O Ministério da Saúde e a Agência Nacional de Vigilância Sanitária (Anvisa) alertam sobre a importância de observar a composição do medicamento, para evitar aqueles contra indicados no caso de suspeita de dengue. Ana Paula ressalta que, em caso de dúvidas e na ausência de acesso a um médico ou posto de saúde, pode-se consultar um profissional farmacêutico, a fim de tirar dúvidas sobre os medicamentos que devem ser evitados em caso de suspeita da doença.
Reações e efeitos da Aspirina e Ácido acetilsalicílico (AAS)
Ana Paula Ferreira esclarece que o ácido acetilsalicílico (AAS), anti-inflamatório não esteróide, também conhecido como Aspirina, é uma droga usada para ‘afinar o sangue’: ela diminui a agregação plaquetária, o que minimiza a coagulação sanguínea. Uma das consequências da dengue, em sua forma mais grave, é a hemorragia. No momento que a pessoa ingere um medicamento que dificulta a coagulação, há mais chances de que a hemorragia aconteça.
Eduardo Flores informa que a dengue hemorrágica é a forma grave da doença: em geral, entre 95% e 99% das pessoas têm febre, ficam em repouso e se recuperam. No entanto, até 2% dos casos se agravam na chamada dengue hemorrágica. Esse tipo da doença ocorre principalmente quando o indivíduo foi infectado com um tipo de dengue e tem nova infecção com outro tipo entre dois e quatro anos depois da primeira vez. A imunidade prévia não protege contra o tipo diferente de dengue, e ainda pode agravar o caso.
De acordo com Ana Paula, a orientação geral é evitar os anti-inflamatórios, uma vez que eles mexem com a cascata da agregação plaquetária e podem causar sangramentos. Os derivados do Ácido Acetilsalicílico (Aas) são os que têm mais efeitos nesse sentido. A farmacêutica ressalta que não são somente medicamentos de uso oral que podem ter consequências no agravamento do caso. O Gelol – analgésico em forma de pomada utilizado para tratamento de contusões, reumatismos, dores musculares e torcicolos – tem Salicilato de metila na composição e inclui na bula a recomendação de não ser utilizado em caso de suspeita de dengue. Mesmo que pequena, o Gelol pode promover uma absorção de seus componentes, e não é possível saber de que forma o organismo infectado pela dengue vai reagir à substância.

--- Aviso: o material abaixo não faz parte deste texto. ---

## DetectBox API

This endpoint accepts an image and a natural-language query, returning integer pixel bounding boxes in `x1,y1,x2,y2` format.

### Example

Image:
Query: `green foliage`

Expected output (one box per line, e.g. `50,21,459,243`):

Em caso de suspeita de dengue
Marila Marchiori, farmacêutica da Farmácia Escola UFSM, afirma que a principal recomendação ao ter febre alta, dor de cabeça, dor nos olhos e cansaço, é fazer tratamento não medicamentoso por meio da ingestão de bastante líquido e procurar atendimento médico.
Não existe um tratamento específico para a dengue, o que se faz é um tratamento sintomático, utilizando medicamentos que aliviam os sintomas da doença mas não agem sobre a causa. Claudia Silveira chama a atenção para a nomenclatura dos medicamentos, uma vez que muitos são conhecidos pelo nome comercial e não atentam para a composição, que pode ter contraindicação. Por isso, aconselha-se sempre a leitura da bula ou a busca por informações sobre o medicamento com o farmacêutico.
Veredito final: Comprovado!
Em caso de suspeita de dengue, não tome ácido acetilsalicílico (AAS) ou aspirina. Esse é um medicamento que dificulta a coagulação, o que facilita a ocorrência de hemorragia – uma das consequências da dengue em sua forma mais grave. A orientação geral é evitar anti-inflamatórios, porque todos são potenciais causadores de sangramentos. Os derivados do Ácido Acetilsalicílico são os mais propensos a esse efeito. Sempre procure um médico e, antes de ingerir um medicamento, leia a bula e/ou tire suas dúvidas sobre o medicamento com o farmacêutico.